Search code examples
c++orc

C++ Apache Orc is not filtering data correctly


I am posting a simple c++ Apache orc file reading program which:

  • Read data from ORC file.
  • Filter data based on the given string.

    Sample Code:
    #include <iostream>
    
    #include <list>
    #include <memory>
    #include <chrono>
    
    // Orc specific headers.
    #include <orc/Reader.hh>
    #include <orc/ColumnPrinter.hh>
    #include <orc/Exceptions.hh>
    #include <orc/OrcFile.hh>
    
    int main(int argc, char const *argv[])
    {
        auto begin = std::chrono::steady_clock::now();
    
        orc::RowReaderOptions m_RowReaderOpts;
        orc::ReaderOptions m_ReaderOpts;
    
        std::unique_ptr<orc::Reader> m_Reader;
        std::unique_ptr<orc::RowReader> m_RowReader;
    
        auto builder = orc::SearchArgumentFactory::newBuilder();
        std::string required_symbol("FILTERME");
    
        /// THIS LINE SHOULD FILTER DATA BASED ON COLUMNS.
        /// INSTEAD OF FILTERING IT TRAVERSE EACH ROW OF ORC FILE.
        builder->equals("column_name", orc::PredicateDataType::STRING, orc::Literal(required_symbol.c_str(), required_symbol.size()));
    
        std::string file_path("/orc/file/path.orc");
        
        m_Reader = orc::createReader(orc::readFile(file_path.c_str()), m_ReaderOpts);
        m_RowReader = m_Reader->createRowReader(m_RowReaderOpts);
        m_RowReaderOpts.searchArgument(builder->build());
        
        auto batch = m_RowReader->createRowBatch(5000);
    
        try
        {
            
            std::cout << builder->build()->toString() << std::endl;
            while(m_RowReader->next(*batch))
            {
                const auto &struct_batch = dynamic_cast<const orc::StructVectorBatch&>(*batch.get());
                /** DO CALCULATIONS */
            }
            
        }
        catch(const std::exception& e)
        {
            std::cerr << e.what() << '\n';
        }
    
        auto end = std::chrono::steady_clock::now();
        std::cout << "Total Time taken to read ORC file: " << std::chrono::duration_cast<std::chrono::milliseconds>(end - begin).count() << " ms.\n";
    
        return 0;
    }
    
    

    I tried searching on google for almost a week and tried to convert every possible java program into c++ to make my code works.
    I tried to use the example in the STACKOVERFLOW LINK which has a similar issue but didn't work for me.


    **Question:**
    1. Am I wiring filtering code correctly.

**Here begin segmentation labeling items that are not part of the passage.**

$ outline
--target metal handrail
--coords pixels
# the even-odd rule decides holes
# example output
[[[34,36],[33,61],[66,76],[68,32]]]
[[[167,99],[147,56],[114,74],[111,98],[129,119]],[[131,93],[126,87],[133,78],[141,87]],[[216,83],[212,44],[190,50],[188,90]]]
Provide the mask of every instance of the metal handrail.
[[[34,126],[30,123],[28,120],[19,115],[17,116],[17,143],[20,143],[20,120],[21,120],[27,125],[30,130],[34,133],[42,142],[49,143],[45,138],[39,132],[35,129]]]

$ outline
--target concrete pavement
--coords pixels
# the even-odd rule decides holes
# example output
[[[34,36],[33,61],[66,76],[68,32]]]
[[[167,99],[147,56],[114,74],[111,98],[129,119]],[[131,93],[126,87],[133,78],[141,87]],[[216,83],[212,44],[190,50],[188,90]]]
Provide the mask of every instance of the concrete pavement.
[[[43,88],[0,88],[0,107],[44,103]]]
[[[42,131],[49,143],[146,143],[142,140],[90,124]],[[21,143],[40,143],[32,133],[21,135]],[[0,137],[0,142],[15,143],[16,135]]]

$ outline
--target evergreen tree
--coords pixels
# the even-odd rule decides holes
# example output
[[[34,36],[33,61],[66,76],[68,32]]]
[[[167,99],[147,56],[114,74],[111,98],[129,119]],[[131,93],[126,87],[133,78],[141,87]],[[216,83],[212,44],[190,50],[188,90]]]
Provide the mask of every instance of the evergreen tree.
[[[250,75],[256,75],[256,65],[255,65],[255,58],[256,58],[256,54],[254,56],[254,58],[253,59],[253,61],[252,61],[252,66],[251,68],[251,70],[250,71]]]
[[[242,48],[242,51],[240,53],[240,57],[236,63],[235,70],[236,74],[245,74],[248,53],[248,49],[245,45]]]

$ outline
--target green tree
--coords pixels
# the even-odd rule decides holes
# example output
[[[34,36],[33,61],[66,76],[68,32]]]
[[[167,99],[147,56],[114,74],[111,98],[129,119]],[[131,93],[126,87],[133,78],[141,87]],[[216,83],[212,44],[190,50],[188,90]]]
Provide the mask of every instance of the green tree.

If yes then why it is not filtering data based on the given string.
    2. Where can I find the C++ or 'relevant Java code' for row-level or strip-level filter.

  • Solution

  • Finally after trying multiple scenarios, I have resolved the above issue with ORC data filtering.
    It was because of using the incorrect column number, I am not sure why there is a difference between the column id of the columns to fetch and columns to filter.
    In above example I tried to filter data with column name and issue of filtering ORC with column name is still there. But unfortulately it is working fine with column number.

    New Code:

    #include <iostream>
    
    #include <list>
    #include <memory>
    #include <chrono>
    
    // Orc specific headers.
    #include <orc/Reader.hh>
    #include <orc/ColumnPrinter.hh>
    #include <orc/Exceptions.hh>
    #include <orc/OrcFile.hh>
    
    int main(int argc, char const *argv[])
    {
        auto begin = std::chrono::steady_clock::now();
    
        orc::RowReaderOptions m_RowReaderOpts;
        orc::ReaderOptions m_ReaderOpts;
    
        std::unique_ptr<orc::Reader> m_Reader;
        std::unique_ptr<orc::RowReader> m_RowReader;
    
        auto builder = orc::SearchArgumentFactory::newBuilder();
        std::string required_symbol("FILTERME");
    
        // <-- HERE COLUMN IDS ARE STARTING FROM 0-N. -->
        std::list<uint64_t> cols = {0, 1, 2, 3, 4, 5, 6, 7, 8, 9, 10};
        m_RowReaderOpts.include(cols);
    
        int column_id = 7; // IN cols ABOVE, THIS COLUMN_ID 7 IS ACTUALLY 6. WHICH MEANS COLUMN_ID TO FILTER COLUMN IS +1 OF COLUMN ID PROVIDED IN DATA FETCH.
        builder->equals(column_id, orc::PredicateDataType::STRING, orc::Literal(required_symbol.c_str(), required_symbol.size()));
    
        std::string file_path("/orc/file/path.orc");
        
        m_Reader = orc::createReader(orc::readFile(file_path.c_str()), m_ReaderOpts);
        m_RowReader = m_Reader->createRowReader(m_RowReaderOpts);
        m_RowReaderOpts.searchArgument(builder->build());
        
        auto batch = m_RowReader->createRowBatch(5000);
    
        try
        {
            
            std::cout << builder->build()->toString() << std::endl;
            while(m_RowReader->next(*batch))
            {
                const auto &struct_batch = dynamic_cast<const orc::StructVectorBatch&>(*batch.get());
                /** DO CALCULATIONS */
            }
            
        }
        catch(const std::exception& e)
        {
            std::cerr << e.what() << '\n';
        }
    
        auto end = std::chrono::steady_clock::now();
        std::cout << "Total Time taken to read ORC file: " << std::chrono::duration_cast<std::chrono::milliseconds>(end - begin).count() << " ms.\n";
    
        return 0;
    }
    

    As per my understanding while resolving above issue is, column ids for fetching data starts from 0-N and for filtering it is 1-N. This is why you should provide 1, when you require to filter data at column 0.